Never let it be said that Rabbi Dr Jonathan Romain conforms to the old-style image of the Anglo-Jewish rabbi: “invisible six days a week and incomprehensible on the seventh”. On the contrary; having graduated from Leo Baeck College in 1980, as did I, he has become one of the most high-profile of media rabbis in the UK — by his own counting, more than 1,500 TV and radio appearances.

As well as his post at Maidenhead synagogue, a community that has grown tenfold under his enthusiastic tutelage, his workload embraces prison and police chaplaincy, interfaith work, a JC column, and posts for the Reform movement. His latest book (he is also a prolific writer and editor) is testimony to this almost hyper-manic professional life. It offers an entertaining and intermittently reflective mélange of anecdotes, adventures and pastoral dilemmas, along with the life lessons he has derived from them.

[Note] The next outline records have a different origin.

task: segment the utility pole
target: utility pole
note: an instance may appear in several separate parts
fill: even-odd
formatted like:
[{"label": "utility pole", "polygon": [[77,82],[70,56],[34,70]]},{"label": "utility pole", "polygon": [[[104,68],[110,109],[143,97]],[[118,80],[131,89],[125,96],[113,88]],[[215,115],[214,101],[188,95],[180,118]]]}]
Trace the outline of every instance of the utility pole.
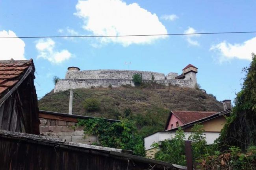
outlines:
[{"label": "utility pole", "polygon": [[72,114],[72,105],[73,104],[73,90],[70,90],[69,95],[69,114]]}]

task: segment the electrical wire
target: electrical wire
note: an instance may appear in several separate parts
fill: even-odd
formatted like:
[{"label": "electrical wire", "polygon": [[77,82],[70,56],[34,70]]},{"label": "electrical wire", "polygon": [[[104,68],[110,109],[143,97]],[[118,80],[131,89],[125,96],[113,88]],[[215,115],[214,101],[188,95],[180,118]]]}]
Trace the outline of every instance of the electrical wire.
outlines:
[{"label": "electrical wire", "polygon": [[245,33],[256,33],[256,31],[240,31],[240,32],[220,32],[215,33],[178,33],[166,34],[145,34],[139,35],[78,35],[70,36],[27,36],[27,37],[0,37],[0,38],[96,38],[96,37],[146,37],[146,36],[160,36],[173,35],[189,35],[206,34],[237,34]]}]

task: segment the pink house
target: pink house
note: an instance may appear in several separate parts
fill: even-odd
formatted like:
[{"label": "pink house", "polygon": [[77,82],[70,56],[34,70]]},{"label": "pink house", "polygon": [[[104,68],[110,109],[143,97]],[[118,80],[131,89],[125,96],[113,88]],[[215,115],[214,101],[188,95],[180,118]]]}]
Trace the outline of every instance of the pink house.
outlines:
[{"label": "pink house", "polygon": [[171,111],[165,128],[169,130],[190,122],[208,117],[217,112],[191,112]]}]

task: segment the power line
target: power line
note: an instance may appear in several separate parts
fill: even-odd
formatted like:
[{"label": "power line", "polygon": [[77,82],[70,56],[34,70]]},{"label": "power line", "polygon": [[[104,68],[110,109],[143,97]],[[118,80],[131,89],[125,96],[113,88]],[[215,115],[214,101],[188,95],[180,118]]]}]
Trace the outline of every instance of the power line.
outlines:
[{"label": "power line", "polygon": [[256,31],[241,31],[241,32],[220,32],[216,33],[178,33],[178,34],[145,34],[139,35],[78,35],[71,36],[28,36],[28,37],[0,37],[0,38],[96,38],[96,37],[146,37],[146,36],[173,36],[173,35],[199,35],[205,34],[237,34],[245,33],[256,33]]},{"label": "power line", "polygon": [[[47,96],[52,96],[52,95],[59,95],[59,94],[66,94],[67,96],[68,96],[69,95],[69,94],[70,94],[69,93],[70,93],[70,92],[69,91],[69,90],[67,90],[67,91],[62,91],[62,92],[59,92],[59,93],[53,93],[53,94],[48,95],[46,95],[46,96],[41,96],[41,97],[37,97],[37,98],[42,98],[42,97],[47,97]],[[85,100],[84,99],[83,99],[83,98],[82,98],[82,97],[81,97],[81,96],[80,96],[79,95],[78,95],[77,93],[76,93],[76,92],[74,92],[74,91],[73,91],[73,93],[74,94],[74,98],[75,98],[75,99],[76,99],[77,97],[76,97],[76,95],[77,95],[77,96],[78,96],[78,97],[79,97],[81,99],[82,99],[82,100],[83,100],[83,101],[85,102],[86,102],[86,103],[87,103],[87,104],[89,104],[89,105],[91,105],[91,104],[90,104],[88,102],[87,102],[86,101],[85,101]],[[48,100],[48,99],[47,99],[47,100]]]}]

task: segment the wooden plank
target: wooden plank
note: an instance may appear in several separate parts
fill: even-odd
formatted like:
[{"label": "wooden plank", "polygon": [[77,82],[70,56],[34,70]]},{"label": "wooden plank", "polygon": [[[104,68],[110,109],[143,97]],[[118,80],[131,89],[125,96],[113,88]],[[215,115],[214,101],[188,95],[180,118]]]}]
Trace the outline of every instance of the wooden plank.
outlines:
[{"label": "wooden plank", "polygon": [[191,141],[185,141],[185,152],[187,160],[187,170],[193,170],[193,161]]},{"label": "wooden plank", "polygon": [[67,117],[65,116],[61,115],[53,115],[49,114],[45,114],[42,113],[39,113],[39,118],[43,118],[46,119],[53,119],[58,120],[59,121],[64,121],[68,122],[75,122],[77,123],[78,122],[77,119],[74,117]]}]

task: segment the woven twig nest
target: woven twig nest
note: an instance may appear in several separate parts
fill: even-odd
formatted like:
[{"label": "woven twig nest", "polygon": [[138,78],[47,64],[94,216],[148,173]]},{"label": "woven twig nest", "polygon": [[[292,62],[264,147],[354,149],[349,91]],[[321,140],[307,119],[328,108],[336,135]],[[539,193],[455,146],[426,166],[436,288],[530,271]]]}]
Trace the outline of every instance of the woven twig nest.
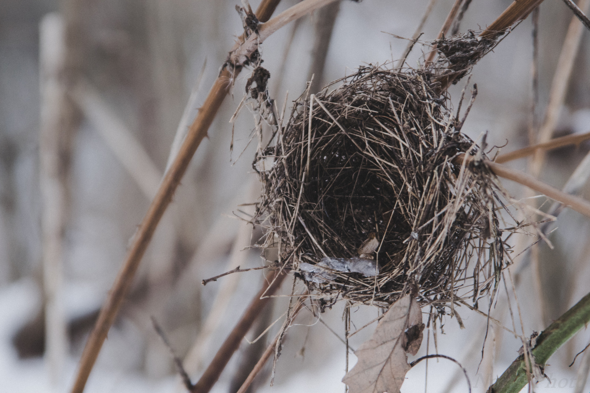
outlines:
[{"label": "woven twig nest", "polygon": [[484,166],[457,159],[483,153],[436,75],[362,67],[300,97],[257,155],[265,246],[319,295],[386,306],[417,288],[423,304],[443,305],[477,302],[497,282],[499,189]]}]

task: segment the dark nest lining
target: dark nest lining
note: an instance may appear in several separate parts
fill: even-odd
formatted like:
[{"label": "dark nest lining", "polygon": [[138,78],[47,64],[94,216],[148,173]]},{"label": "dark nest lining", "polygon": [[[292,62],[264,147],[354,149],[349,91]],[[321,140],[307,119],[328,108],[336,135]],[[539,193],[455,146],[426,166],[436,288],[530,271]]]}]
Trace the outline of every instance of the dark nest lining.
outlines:
[{"label": "dark nest lining", "polygon": [[310,127],[310,97],[300,97],[274,146],[257,155],[264,190],[254,221],[287,267],[358,256],[376,234],[378,275],[332,270],[326,282],[306,281],[320,296],[387,306],[417,289],[423,304],[444,305],[477,302],[497,283],[499,189],[484,166],[453,161],[478,148],[438,93],[438,77],[462,72],[448,65],[438,74],[361,67],[319,94],[321,105],[313,100]]}]

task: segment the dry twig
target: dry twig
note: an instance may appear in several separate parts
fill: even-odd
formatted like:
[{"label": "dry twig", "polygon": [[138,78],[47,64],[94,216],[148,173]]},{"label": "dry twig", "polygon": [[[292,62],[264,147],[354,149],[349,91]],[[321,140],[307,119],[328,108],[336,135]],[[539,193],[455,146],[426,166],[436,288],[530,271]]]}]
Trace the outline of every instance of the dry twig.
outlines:
[{"label": "dry twig", "polygon": [[[263,1],[257,10],[258,20],[264,21],[265,18],[270,17],[278,4],[278,0]],[[191,126],[173,163],[166,173],[156,197],[134,235],[123,266],[119,271],[112,289],[101,309],[94,329],[84,347],[76,381],[71,389],[72,393],[81,393],[83,391],[109,329],[131,285],[135,272],[153,236],[156,227],[172,201],[174,192],[180,184],[196,148],[206,136],[207,130],[229,91],[232,78],[235,77],[236,72],[238,71],[234,67],[232,74],[225,68],[219,73],[196,118]]]},{"label": "dry twig", "polygon": [[195,384],[192,393],[206,393],[211,389],[227,362],[230,361],[232,355],[240,346],[240,343],[250,330],[254,320],[268,302],[270,296],[278,289],[286,275],[283,270],[275,270],[267,278],[267,281],[263,288],[252,299],[244,315],[221,345],[209,366],[199,381]]}]

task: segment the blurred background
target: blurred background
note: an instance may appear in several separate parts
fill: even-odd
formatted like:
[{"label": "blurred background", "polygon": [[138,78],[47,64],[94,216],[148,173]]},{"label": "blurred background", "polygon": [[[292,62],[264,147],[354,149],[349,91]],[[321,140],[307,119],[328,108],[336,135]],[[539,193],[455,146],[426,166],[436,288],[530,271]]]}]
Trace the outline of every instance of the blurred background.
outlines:
[{"label": "blurred background", "polygon": [[[276,14],[296,2],[283,0]],[[399,59],[407,41],[392,35],[411,38],[431,4],[421,39],[434,39],[453,2],[343,0],[291,22],[262,47],[271,96],[281,109],[287,103],[288,117],[290,103],[312,74],[317,91],[359,65]],[[510,2],[473,1],[459,31],[484,27]],[[587,9],[588,2],[581,6]],[[88,332],[158,187],[177,129],[192,122],[242,31],[237,4],[0,2],[0,391],[65,392],[71,387]],[[488,131],[490,145],[504,146],[503,153],[529,144],[533,68],[538,74],[536,128],[549,117],[550,136],[590,131],[590,35],[581,28],[577,35],[568,33],[572,16],[561,1],[542,3],[536,67],[530,16],[480,61],[470,81],[477,84],[478,95],[464,132],[477,140]],[[558,65],[560,56],[568,55],[562,54],[565,45],[573,48],[571,72]],[[419,47],[408,59],[411,67],[417,67],[427,50]],[[263,263],[260,250],[246,248],[261,232],[237,218],[252,214],[249,204],[260,193],[251,167],[258,143],[254,118],[245,108],[229,122],[248,74],[244,70],[238,78],[198,149],[86,392],[183,391],[150,317],[162,325],[194,382],[260,287],[260,270],[201,284],[238,265]],[[559,97],[552,93],[556,78],[565,80]],[[455,108],[465,83],[450,90]],[[58,115],[56,105],[62,108]],[[556,114],[548,116],[548,108]],[[552,151],[540,177],[563,187],[589,150],[590,144],[582,143]],[[526,159],[509,165],[535,170]],[[587,177],[582,176],[582,184]],[[510,181],[503,184],[516,199],[532,195]],[[588,187],[579,189],[590,198]],[[530,200],[543,210],[550,205],[544,197]],[[516,292],[503,289],[493,309],[494,318],[515,329],[506,306],[509,293],[519,335],[542,330],[590,289],[588,219],[566,209],[556,226],[549,236],[552,249],[541,242],[533,252],[515,258],[511,274]],[[535,240],[512,238],[513,255]],[[291,289],[287,281],[285,295]],[[511,288],[510,280],[507,285]],[[287,302],[285,296],[276,298],[248,340],[281,317]],[[274,385],[269,386],[270,362],[251,391],[344,391],[343,310],[337,303],[320,319],[302,312],[284,342]],[[467,368],[473,391],[484,392],[516,357],[522,342],[497,325],[490,323],[486,331],[480,314],[464,307],[457,311],[466,328],[447,318],[435,336],[432,329],[425,334],[415,358],[427,346],[429,353],[451,356]],[[378,313],[369,307],[353,309],[353,330]],[[236,391],[281,323],[255,343],[242,343],[212,391]],[[351,338],[351,347],[358,348],[374,326]],[[588,391],[588,355],[568,365],[589,339],[588,332],[581,332],[560,349],[545,369],[550,379],[538,384],[536,391]],[[350,362],[352,367],[353,355]],[[431,361],[427,378],[426,369],[424,362],[412,369],[402,391],[467,391],[456,365]]]}]

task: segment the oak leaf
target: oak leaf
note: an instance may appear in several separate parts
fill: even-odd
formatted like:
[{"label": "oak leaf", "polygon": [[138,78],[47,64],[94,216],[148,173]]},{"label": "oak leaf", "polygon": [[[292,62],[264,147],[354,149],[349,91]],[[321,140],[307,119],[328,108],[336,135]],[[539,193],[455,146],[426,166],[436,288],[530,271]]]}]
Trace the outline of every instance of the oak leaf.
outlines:
[{"label": "oak leaf", "polygon": [[399,393],[411,368],[408,355],[415,355],[424,324],[416,299],[407,295],[391,305],[371,338],[355,352],[358,362],[342,382],[349,393]]}]

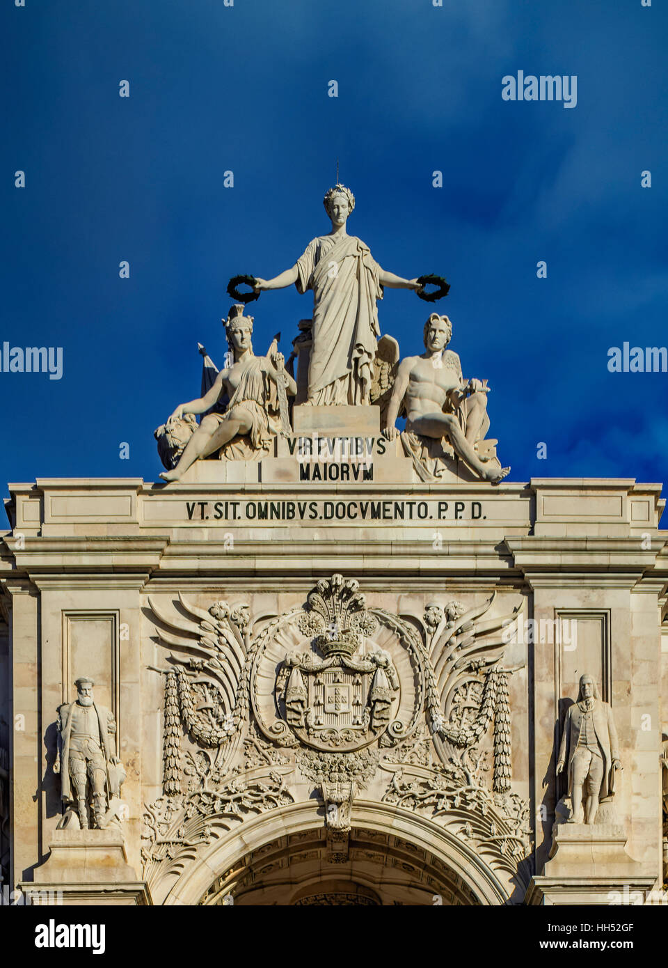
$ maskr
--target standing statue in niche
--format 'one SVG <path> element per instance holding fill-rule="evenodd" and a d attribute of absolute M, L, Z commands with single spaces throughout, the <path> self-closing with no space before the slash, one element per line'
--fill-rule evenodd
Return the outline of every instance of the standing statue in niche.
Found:
<path fill-rule="evenodd" d="M 91 818 L 95 827 L 102 829 L 116 812 L 110 802 L 120 798 L 126 778 L 114 752 L 116 722 L 110 710 L 95 703 L 92 679 L 81 677 L 74 685 L 76 700 L 64 703 L 58 710 L 58 751 L 53 771 L 60 773 L 63 802 L 76 802 L 81 829 L 93 826 L 89 824 L 91 800 Z"/>
<path fill-rule="evenodd" d="M 391 440 L 396 438 L 394 421 L 403 407 L 401 443 L 421 480 L 438 480 L 448 458 L 456 454 L 482 480 L 497 484 L 510 469 L 502 468 L 497 441 L 484 439 L 489 429 L 486 380 L 464 380 L 459 356 L 446 348 L 451 335 L 448 317 L 432 313 L 424 323 L 425 352 L 399 363 L 383 433 Z"/>
<path fill-rule="evenodd" d="M 598 804 L 615 795 L 615 773 L 622 764 L 612 709 L 592 676 L 580 677 L 577 702 L 566 714 L 557 775 L 565 769 L 571 801 L 567 823 L 594 824 Z"/>
<path fill-rule="evenodd" d="M 306 403 L 313 406 L 369 404 L 376 340 L 380 334 L 376 301 L 383 287 L 421 290 L 417 279 L 387 272 L 346 223 L 355 197 L 344 185 L 323 199 L 332 231 L 312 239 L 291 269 L 274 279 L 255 277 L 255 292 L 293 283 L 299 292 L 313 290 L 313 345 Z"/>

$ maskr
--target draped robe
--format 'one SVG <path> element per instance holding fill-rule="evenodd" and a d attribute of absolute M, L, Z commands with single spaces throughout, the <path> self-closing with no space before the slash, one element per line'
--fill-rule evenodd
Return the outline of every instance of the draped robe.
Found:
<path fill-rule="evenodd" d="M 312 239 L 297 260 L 299 292 L 313 290 L 308 401 L 368 404 L 380 335 L 381 267 L 355 235 Z"/>

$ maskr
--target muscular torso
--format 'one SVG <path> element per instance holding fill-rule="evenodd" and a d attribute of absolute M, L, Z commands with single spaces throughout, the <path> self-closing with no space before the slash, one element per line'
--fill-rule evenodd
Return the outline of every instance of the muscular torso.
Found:
<path fill-rule="evenodd" d="M 71 748 L 75 748 L 79 742 L 89 740 L 100 745 L 100 723 L 95 707 L 74 704 L 71 716 Z"/>
<path fill-rule="evenodd" d="M 418 417 L 441 412 L 450 391 L 461 385 L 461 368 L 456 353 L 446 351 L 442 362 L 442 366 L 434 366 L 432 359 L 421 356 L 405 361 L 409 369 L 405 396 L 409 423 Z"/>

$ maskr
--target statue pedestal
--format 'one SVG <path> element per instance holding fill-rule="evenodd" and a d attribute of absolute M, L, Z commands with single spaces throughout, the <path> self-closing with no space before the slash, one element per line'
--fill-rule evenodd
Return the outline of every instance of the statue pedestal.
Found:
<path fill-rule="evenodd" d="M 292 411 L 295 437 L 379 437 L 380 407 L 308 407 Z"/>
<path fill-rule="evenodd" d="M 34 905 L 148 905 L 145 881 L 128 863 L 123 832 L 118 830 L 56 830 L 50 854 L 35 868 L 34 880 L 19 885 Z"/>
<path fill-rule="evenodd" d="M 656 878 L 626 853 L 620 824 L 556 824 L 543 873 L 527 904 L 642 904 Z"/>

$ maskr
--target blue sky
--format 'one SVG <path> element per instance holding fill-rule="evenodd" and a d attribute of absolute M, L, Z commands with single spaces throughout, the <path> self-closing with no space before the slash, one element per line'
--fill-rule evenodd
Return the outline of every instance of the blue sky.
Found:
<path fill-rule="evenodd" d="M 153 430 L 198 395 L 197 342 L 222 361 L 229 278 L 270 278 L 329 230 L 336 158 L 349 231 L 386 269 L 450 283 L 436 306 L 489 379 L 511 480 L 666 478 L 668 374 L 607 370 L 612 346 L 668 344 L 665 4 L 443 4 L 3 5 L 0 348 L 64 353 L 60 380 L 0 372 L 4 481 L 156 479 Z M 577 106 L 503 101 L 518 70 L 576 75 Z M 287 356 L 310 308 L 264 293 L 256 350 L 281 330 Z M 388 290 L 379 310 L 421 351 L 430 305 Z"/>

Although he’s taken controversial stances on a number of issues — welcoming mixed-faith couples, supporting assisted dying, opposing faith schools — it’s clear from Rabbi Romain’s meandering narrative that his dedication to his calling has resulted in him being consulted by both congregants and the wider public, Jewish and non-Jewish, on an immense range of personal matters.

His anonymised accounts show him involved with people wrestling with divorce, infidelity, depression, alcoholism, financial misdemeanours and domestic violence, along with the many idiosyncratic ways that Jewish families generate a broiges out of thin air.